Un drone survole ma maison : que faire ?

Notez la date, l’heure, la durée et si possible filmez le drone, puis signalez les faits à la police ou à la gendarmerie (17) si le survol se répète ou semble vous viser : capter des images de votre vie privée sans votre accord est un délit puni d’un an d’emprisonnement et de 45 000 € d’amende (article 226-1 du code pénal). N’essayez jamais de l’abattre.

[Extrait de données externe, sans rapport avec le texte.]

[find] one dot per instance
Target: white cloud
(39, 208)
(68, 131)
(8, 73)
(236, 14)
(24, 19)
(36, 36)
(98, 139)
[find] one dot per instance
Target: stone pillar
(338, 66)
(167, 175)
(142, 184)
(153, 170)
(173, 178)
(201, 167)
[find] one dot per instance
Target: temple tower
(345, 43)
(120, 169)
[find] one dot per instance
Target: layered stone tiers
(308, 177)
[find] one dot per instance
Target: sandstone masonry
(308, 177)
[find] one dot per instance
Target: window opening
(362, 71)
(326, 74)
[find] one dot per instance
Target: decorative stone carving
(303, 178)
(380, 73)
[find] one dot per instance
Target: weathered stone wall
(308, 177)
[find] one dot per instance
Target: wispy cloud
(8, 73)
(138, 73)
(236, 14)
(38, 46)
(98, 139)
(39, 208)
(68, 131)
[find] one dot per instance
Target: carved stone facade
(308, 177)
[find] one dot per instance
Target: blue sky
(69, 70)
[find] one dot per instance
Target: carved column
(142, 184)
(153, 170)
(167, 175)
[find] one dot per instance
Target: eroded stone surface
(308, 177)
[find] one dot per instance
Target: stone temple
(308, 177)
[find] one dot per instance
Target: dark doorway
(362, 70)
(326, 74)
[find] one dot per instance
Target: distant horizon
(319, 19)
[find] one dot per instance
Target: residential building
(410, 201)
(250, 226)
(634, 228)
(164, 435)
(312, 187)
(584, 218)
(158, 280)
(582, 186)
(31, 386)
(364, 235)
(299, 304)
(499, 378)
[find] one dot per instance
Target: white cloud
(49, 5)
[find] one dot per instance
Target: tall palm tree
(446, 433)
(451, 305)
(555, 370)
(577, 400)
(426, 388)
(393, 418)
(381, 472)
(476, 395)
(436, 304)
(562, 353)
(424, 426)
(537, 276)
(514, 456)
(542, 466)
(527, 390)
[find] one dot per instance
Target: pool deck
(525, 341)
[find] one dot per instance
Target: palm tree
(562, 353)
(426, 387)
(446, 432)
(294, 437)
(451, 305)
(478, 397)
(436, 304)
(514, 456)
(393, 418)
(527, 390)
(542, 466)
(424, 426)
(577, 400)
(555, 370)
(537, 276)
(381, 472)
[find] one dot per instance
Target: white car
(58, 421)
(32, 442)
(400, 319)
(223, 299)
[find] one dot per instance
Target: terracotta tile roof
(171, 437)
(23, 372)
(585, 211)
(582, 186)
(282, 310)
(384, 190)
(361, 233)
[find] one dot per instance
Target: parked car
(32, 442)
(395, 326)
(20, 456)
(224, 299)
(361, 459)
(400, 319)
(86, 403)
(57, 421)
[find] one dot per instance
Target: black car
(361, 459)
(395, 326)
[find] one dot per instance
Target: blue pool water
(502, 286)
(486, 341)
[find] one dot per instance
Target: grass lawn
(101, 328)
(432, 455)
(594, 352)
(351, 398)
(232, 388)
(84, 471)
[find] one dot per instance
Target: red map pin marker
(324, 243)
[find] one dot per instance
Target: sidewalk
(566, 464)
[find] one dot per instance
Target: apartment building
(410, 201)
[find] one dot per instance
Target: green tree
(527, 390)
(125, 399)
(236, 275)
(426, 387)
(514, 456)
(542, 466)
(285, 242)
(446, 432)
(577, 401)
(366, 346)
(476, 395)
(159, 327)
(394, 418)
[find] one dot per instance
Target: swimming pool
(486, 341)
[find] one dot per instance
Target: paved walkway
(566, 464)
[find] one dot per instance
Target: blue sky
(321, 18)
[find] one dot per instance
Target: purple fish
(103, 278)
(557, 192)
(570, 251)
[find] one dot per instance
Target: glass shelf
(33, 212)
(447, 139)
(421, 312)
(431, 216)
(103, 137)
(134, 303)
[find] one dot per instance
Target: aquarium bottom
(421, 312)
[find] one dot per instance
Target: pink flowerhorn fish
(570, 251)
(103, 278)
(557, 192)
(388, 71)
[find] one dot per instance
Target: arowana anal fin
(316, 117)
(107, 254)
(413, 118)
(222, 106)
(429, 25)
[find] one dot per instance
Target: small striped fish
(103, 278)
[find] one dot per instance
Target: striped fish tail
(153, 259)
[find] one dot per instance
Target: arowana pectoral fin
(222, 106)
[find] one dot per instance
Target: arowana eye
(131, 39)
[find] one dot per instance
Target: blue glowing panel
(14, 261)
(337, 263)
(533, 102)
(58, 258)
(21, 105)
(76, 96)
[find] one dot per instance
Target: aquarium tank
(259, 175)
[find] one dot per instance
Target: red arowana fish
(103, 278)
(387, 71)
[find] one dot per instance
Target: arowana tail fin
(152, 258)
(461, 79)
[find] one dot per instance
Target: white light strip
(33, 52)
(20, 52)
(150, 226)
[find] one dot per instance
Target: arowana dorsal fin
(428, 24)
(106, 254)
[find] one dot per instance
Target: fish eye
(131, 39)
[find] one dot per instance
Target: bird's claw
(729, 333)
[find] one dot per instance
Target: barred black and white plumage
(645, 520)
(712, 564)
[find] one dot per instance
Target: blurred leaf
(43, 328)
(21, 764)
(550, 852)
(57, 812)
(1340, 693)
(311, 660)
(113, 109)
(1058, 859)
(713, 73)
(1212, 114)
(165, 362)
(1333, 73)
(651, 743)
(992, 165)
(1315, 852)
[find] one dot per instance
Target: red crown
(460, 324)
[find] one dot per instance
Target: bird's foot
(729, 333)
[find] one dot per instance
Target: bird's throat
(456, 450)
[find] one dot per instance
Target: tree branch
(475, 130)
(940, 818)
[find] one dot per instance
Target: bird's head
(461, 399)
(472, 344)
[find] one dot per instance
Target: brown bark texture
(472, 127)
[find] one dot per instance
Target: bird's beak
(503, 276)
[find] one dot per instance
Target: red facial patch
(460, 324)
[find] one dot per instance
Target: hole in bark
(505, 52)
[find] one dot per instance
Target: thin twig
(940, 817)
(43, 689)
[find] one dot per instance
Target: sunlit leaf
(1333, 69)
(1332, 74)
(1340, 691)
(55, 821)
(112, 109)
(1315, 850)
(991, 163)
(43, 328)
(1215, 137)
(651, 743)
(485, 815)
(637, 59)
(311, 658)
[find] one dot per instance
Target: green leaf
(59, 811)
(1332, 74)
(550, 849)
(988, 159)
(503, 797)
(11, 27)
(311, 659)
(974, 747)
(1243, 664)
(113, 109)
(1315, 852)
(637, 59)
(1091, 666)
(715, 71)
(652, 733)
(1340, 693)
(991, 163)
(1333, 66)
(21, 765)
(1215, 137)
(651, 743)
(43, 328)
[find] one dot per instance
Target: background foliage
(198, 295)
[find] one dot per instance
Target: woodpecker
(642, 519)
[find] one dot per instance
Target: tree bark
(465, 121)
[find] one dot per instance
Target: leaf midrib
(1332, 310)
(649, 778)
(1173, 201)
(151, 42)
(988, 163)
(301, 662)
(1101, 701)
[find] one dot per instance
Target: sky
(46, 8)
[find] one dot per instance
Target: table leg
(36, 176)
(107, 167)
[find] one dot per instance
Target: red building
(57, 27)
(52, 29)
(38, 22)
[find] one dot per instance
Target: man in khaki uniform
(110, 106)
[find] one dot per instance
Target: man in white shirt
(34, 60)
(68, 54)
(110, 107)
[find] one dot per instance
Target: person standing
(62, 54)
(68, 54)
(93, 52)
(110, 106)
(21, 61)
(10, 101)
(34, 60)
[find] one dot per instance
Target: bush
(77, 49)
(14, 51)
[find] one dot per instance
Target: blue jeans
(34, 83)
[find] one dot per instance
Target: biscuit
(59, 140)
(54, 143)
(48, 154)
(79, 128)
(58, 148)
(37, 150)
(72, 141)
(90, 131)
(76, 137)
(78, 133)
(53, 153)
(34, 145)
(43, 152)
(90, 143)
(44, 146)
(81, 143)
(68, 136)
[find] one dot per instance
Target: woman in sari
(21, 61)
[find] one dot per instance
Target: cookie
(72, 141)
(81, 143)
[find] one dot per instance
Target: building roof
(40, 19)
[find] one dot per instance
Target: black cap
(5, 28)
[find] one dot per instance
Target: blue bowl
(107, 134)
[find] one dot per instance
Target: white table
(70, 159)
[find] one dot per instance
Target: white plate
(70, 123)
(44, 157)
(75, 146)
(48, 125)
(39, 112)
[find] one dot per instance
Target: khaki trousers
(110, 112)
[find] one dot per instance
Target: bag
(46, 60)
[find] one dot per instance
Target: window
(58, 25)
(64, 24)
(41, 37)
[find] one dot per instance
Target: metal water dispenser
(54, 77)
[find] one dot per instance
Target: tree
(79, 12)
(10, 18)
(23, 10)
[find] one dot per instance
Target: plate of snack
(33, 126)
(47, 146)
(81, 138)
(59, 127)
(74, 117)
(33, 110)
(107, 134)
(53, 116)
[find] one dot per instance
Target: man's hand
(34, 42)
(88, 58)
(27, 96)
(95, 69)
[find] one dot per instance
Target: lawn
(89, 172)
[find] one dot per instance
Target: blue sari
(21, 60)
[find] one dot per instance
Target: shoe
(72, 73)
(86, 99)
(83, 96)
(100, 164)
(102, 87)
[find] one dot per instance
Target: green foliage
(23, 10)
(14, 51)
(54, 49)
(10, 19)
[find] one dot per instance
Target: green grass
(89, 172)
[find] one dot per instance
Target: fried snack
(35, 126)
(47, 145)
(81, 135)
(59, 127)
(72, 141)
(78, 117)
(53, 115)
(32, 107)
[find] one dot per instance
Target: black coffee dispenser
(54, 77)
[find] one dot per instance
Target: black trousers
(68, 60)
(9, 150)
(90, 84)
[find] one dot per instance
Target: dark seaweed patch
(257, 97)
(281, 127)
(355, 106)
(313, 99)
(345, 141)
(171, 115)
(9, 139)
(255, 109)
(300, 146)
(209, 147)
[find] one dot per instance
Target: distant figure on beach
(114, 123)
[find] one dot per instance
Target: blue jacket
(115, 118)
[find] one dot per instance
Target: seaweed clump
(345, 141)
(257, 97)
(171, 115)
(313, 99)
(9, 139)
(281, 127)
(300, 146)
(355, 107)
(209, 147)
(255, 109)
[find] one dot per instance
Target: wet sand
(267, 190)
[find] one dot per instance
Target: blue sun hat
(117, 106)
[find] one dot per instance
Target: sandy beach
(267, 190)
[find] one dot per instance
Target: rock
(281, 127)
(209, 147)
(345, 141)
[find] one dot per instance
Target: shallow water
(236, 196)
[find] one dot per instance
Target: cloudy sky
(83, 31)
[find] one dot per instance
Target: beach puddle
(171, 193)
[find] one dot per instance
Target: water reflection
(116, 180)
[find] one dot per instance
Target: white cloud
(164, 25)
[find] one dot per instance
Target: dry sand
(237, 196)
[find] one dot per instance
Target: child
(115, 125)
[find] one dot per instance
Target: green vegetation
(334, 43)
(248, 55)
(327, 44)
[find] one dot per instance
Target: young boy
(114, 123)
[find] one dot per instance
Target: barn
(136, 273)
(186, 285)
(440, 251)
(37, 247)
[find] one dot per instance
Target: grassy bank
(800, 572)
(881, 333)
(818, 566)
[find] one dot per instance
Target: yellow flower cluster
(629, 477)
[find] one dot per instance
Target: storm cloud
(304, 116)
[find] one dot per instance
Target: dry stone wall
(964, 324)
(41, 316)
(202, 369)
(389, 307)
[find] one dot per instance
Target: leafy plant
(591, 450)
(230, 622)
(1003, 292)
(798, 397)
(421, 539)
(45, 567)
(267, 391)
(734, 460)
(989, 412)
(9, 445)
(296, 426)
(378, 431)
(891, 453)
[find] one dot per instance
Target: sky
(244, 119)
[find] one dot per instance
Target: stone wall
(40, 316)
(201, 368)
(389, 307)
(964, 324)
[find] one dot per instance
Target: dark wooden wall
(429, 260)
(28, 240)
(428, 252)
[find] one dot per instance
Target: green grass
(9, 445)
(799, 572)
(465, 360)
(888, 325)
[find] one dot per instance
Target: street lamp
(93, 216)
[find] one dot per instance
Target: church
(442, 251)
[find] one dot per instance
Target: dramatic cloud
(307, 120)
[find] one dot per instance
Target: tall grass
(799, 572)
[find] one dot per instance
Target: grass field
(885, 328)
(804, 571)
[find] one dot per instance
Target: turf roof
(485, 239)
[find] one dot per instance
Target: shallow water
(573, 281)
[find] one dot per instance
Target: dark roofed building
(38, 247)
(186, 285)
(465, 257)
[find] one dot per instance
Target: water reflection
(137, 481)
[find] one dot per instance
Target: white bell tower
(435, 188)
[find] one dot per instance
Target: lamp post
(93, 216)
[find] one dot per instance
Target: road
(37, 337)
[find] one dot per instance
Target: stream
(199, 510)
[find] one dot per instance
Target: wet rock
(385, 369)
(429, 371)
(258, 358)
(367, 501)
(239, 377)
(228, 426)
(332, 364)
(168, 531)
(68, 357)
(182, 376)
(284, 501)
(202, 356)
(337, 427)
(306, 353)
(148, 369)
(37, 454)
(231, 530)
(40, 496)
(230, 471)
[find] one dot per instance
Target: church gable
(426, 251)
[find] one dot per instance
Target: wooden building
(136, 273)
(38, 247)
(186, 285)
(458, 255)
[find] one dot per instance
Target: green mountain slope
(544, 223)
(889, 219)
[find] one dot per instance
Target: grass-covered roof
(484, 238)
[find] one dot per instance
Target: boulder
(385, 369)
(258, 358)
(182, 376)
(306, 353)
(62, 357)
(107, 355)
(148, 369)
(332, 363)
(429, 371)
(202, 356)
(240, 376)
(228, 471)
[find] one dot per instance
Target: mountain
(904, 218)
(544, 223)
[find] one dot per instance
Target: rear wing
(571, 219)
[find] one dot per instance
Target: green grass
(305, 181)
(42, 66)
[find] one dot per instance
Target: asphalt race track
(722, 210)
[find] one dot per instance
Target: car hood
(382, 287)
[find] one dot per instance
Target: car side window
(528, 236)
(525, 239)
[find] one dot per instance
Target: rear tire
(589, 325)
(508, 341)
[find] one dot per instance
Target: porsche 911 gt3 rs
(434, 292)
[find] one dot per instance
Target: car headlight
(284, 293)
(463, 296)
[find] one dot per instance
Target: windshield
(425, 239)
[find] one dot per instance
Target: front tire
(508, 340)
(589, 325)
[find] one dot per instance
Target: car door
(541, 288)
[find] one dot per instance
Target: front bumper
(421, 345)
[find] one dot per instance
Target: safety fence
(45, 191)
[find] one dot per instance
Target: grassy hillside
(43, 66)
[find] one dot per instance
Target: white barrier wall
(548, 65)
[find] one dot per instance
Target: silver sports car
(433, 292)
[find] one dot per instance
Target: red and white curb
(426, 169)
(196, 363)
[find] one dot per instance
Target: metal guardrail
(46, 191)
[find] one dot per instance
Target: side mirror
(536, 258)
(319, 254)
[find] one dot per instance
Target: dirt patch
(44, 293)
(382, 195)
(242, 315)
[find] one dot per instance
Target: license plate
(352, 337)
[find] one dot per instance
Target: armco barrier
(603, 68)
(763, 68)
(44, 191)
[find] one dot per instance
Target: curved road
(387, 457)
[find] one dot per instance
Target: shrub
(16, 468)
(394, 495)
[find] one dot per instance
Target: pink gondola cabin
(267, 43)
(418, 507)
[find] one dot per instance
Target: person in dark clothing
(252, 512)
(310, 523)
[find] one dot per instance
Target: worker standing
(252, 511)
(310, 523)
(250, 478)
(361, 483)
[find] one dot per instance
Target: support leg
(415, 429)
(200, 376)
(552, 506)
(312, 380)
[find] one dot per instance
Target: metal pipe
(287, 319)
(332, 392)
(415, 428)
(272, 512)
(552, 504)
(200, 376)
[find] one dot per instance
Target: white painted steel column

Le survol ponctuel d’un drone qui passe en transit n’est pas, en soi, illégal partout : hors agglomération, l’espace aérien ne vous appartient pas. Ce qui est sanctionné, c’est le vol au-dessus de l’espace public urbain, le vol à très basse hauteur au-dessus de chez vous sans accord, et surtout la captation d’images de votre intimité (jardin clos, fenêtres, piscine).

Situation Que faire
Passage isolé, en hauteur Observer, noter — souvent un transit sans captation
Survols répétés ou stationnaires au-dessus de chez vous Preuves (vidéo, horaires) + plainte / appel au 17
Vous identifiez le pilote (voisin…) Dialogue d’abord, mise en demeure ensuite
Images de chez vous publiées en ligne Capture d’écran + plainte (art. 226-1 et 226-2)

Ce que dit la loi, précisément #

Deux terrains juridiques : la réglementation aérienne (zones, hauteurs, agglomération) que fait respecter la gendarmerie des transports aériens, et la vie privée, protégée par l’article 226-1 du code pénal — capter, enregistrer ou transmettre l’image d’une personne dans un lieu privé sans son consentement est un délit, drone ou pas. La diffusion de ces images constitue une infraction supplémentaire.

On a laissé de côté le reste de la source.